PRAYA – Pleno rekapitulasi suara Pemilu tingkat Kabupaten Lombok Tengah belum juga tuntas. Bahkan pleno diwarnai aksi demo ratusan warga Kecamatan Praya Timur. Mereka adalah pendukung salah satu caleg Golkar dapil Praya Timur- Pujut. Lokasi pleno adalah eks kantor DPRD Lombok Tengah.

Mereka datang pada Selasa malam (7/5) sekitar pukul 11.30 Wita. Aksi memanas setelah mereka memaksa masuk ke halaman kantor namun dihalangi aparat kepolisian yang berjaga. Kedatangan mereka meminta kotak suara di Kecamatan Pujut karena ada indikasi permainan oleh oknum PPK. Mereka juga mendesak Bawaslu maupun pemerintah memperoses Camat Pujut, Lalu Sungkul karena dianggap melakukan intervensi terhadap PPK Pujut untuk menggeser suara caleg tertentu ke caleg yang didukungnya.” Kami melihat bahwa apa yang terjadi di Kecamatan Pujut ini sudah keterlaluan makanya kami meminta agar penghitungan suara ulang di Kecamatan Pujut dan meminta Pemda memecat camat ini karena melakukan intervensi yang menguntungkan salah satu caleg,” ungkap Muhamad Najib, coordinator warga, saat ditemui,  Rabu (8/5).
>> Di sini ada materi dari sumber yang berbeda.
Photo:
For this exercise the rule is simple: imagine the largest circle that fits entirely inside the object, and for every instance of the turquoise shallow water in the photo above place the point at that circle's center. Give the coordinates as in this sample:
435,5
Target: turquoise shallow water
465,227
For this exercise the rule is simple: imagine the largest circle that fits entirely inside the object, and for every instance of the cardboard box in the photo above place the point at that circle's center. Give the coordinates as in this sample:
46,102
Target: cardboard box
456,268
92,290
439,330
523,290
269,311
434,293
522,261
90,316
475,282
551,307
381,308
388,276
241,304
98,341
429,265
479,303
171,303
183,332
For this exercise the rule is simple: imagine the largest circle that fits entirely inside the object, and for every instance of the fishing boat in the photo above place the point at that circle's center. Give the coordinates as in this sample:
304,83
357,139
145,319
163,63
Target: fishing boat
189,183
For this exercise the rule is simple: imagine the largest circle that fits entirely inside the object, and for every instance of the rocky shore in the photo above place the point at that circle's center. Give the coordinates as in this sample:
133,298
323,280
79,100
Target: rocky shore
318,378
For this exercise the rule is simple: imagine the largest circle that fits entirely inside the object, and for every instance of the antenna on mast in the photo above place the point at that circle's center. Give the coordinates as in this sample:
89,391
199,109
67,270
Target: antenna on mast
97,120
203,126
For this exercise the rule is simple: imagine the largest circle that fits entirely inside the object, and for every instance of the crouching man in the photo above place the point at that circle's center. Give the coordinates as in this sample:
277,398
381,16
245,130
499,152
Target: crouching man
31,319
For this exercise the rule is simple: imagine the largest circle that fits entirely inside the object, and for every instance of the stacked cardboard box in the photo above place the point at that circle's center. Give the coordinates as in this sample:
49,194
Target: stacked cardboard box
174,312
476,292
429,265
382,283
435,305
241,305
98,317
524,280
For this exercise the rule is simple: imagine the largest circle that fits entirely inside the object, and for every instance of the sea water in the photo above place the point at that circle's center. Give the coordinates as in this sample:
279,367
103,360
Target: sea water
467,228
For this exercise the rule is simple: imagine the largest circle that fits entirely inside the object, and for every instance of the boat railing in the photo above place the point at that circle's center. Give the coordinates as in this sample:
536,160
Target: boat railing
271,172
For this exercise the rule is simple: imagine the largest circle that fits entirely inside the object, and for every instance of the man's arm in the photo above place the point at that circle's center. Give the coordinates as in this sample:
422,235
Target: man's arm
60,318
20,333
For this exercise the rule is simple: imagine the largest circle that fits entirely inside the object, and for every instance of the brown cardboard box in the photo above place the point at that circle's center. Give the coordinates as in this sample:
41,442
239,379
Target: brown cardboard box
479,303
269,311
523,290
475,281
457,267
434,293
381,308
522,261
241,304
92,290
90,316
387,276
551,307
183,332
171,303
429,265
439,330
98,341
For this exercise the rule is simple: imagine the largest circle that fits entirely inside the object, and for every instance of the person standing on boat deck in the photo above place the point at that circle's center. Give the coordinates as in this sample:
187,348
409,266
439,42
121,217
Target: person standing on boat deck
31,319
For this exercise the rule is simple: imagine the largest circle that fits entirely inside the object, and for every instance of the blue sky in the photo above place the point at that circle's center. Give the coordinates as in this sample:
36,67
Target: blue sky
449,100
Ia mengaku, adapun suara yang dimainkan di Kecamatan Pujut, bukan hanya pada satu desa saja. Kuat dugaan permasalahan tersebut terjadi di desa lain juga.  Selain itu, pihak KPU juga mengetahui sebelumnya dengan persoalan tersebut sempat juga menjadi polemik di tengah masyarakat. “Padahal Bawaslu memberikan rekomendasi agar pleno di Pujut untuk dipertimbangkan untuk di bawa ke kabupaten,” tambahnya.

Pemilihan umum 2019 berlangsung aman dan lancar. Meski begitu sebagian calon legislatif mengakui ini Pemilu paling keji dan brutal.” Memang pileg kali ini luar biasa. Mau bilang kotor, iya. Dibilang brutal juga iya,” ungkap seorang caleg incumbent Gerindra, H. Lalu Jazuli Azhar, kepada Radar Lombok, Rabu (8/5).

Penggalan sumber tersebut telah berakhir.